Ms Nicoll, who received her liver transplant in 2017, said; “Time is the big thing when it comes to organ donation.

“When I had mine it had to be done within a certain time frame to make sure it had a greater likelihood of success – the longer the organ is out the body the less chance there is of it working.

“It’s all about the time-saving aspect, it’s all about improving the time it takes to get the organ to critically ill patients.

“To know that there is another avenue of delivery is really important.”

AGS has secured £1.5 million in funding from the UK Industrial Strategy Future Flight Challenge Fund and hopes to show how drones can enhance the delivery of medical supplies.

A new consortium group of 14 organisations – including the University of Strathclyde and leading air traffic control provider NATS – have come together to launch the trial project, which will run until spring 2022.
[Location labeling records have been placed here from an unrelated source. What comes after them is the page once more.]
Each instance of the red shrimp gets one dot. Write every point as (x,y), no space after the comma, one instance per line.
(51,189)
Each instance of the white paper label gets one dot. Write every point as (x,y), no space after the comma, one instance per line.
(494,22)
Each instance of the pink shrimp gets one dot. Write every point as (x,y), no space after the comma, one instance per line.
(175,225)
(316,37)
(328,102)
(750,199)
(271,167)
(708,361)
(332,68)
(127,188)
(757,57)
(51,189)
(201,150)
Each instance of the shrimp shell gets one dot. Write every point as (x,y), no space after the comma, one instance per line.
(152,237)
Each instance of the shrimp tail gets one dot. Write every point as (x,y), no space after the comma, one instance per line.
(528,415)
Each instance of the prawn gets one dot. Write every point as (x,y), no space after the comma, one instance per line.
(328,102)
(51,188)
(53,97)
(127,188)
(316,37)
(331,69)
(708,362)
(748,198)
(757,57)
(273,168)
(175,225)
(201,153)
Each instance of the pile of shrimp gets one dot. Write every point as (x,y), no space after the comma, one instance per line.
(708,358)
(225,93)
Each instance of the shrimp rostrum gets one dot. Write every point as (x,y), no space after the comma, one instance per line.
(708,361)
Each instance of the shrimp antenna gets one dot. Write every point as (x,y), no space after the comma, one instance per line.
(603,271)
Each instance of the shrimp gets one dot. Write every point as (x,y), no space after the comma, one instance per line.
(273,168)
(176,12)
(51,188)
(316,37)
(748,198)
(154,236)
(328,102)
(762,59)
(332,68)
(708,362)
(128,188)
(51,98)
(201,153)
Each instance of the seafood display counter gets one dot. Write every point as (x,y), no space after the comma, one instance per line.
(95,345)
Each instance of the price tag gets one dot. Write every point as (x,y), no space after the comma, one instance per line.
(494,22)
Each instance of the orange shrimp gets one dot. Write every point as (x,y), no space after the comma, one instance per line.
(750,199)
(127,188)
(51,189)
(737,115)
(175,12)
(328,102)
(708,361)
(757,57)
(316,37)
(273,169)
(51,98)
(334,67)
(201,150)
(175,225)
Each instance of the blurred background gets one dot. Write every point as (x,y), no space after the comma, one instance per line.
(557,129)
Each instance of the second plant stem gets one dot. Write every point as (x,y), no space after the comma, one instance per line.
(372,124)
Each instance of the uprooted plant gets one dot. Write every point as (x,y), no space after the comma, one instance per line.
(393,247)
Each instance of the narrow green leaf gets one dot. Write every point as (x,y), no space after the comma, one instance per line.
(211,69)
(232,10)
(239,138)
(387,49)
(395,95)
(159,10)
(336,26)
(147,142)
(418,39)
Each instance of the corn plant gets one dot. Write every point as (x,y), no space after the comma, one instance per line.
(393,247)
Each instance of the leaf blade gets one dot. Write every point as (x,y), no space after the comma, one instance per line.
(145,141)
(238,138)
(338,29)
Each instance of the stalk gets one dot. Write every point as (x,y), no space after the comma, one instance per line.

Moray councillor Derek Ross said the plans were an “excellent idea” and could save the lives of people in some of the most isolated areas of the Highlands.

He added: “Anything that saves lives and helps people is clearly a big step-forward – if we can use new technology to do that then so much the better.

“During an emergency situation it can take hours for blood or something like that to arrive by ambulance and now it could take no time at all – it could be a lifesaver.”

Speyside Glenlivet councillor Derek Ross.

Western Isles councillor Kenny John Macleod also said the new technology would be “very much welcomed” in his region.

Derek Provan, chief executive of AGS Airports, said the drone project had the potential to “completely revolutionise” the way healthcare services are delivered in Scotland.

He added: “Not only does drone technology have the ability to speed-up the delivery of critical medical supplies, it could reduce waiting times for test results and, more importantly, help provide equity of care between urban and remote rural communities.”

It is understood the drones will be designed to hold both blood and organs and will be chilled to keep them at the optimal temperature required for an operation once it reaches the patient.

Another aim of the drone technology is to increase hospital to hospital connection of essential medical supplies.

Highlands and Islands MSP, Rhoda Grant said: “As a passionate supporter of blood, organ and stem cell donation, this trial sounds like a really good initiative.

“If adopted after the trial, it could improve the health chances of those who live in rural locations and I look forward to hearing more on this as the trial develops.”

Scottish economy secretary Fiona Hyslop added: “This innovative project will help position Scotland at the forefront of drone technologies to deliver essential healthcare supplies to people more quickly – especially those living remote locations.

“It also demonstrates, once again, that when businesses, universities and public sector work together they can deliver for Scotland and outperform the competition, attracting welcome funding at this challenging time.”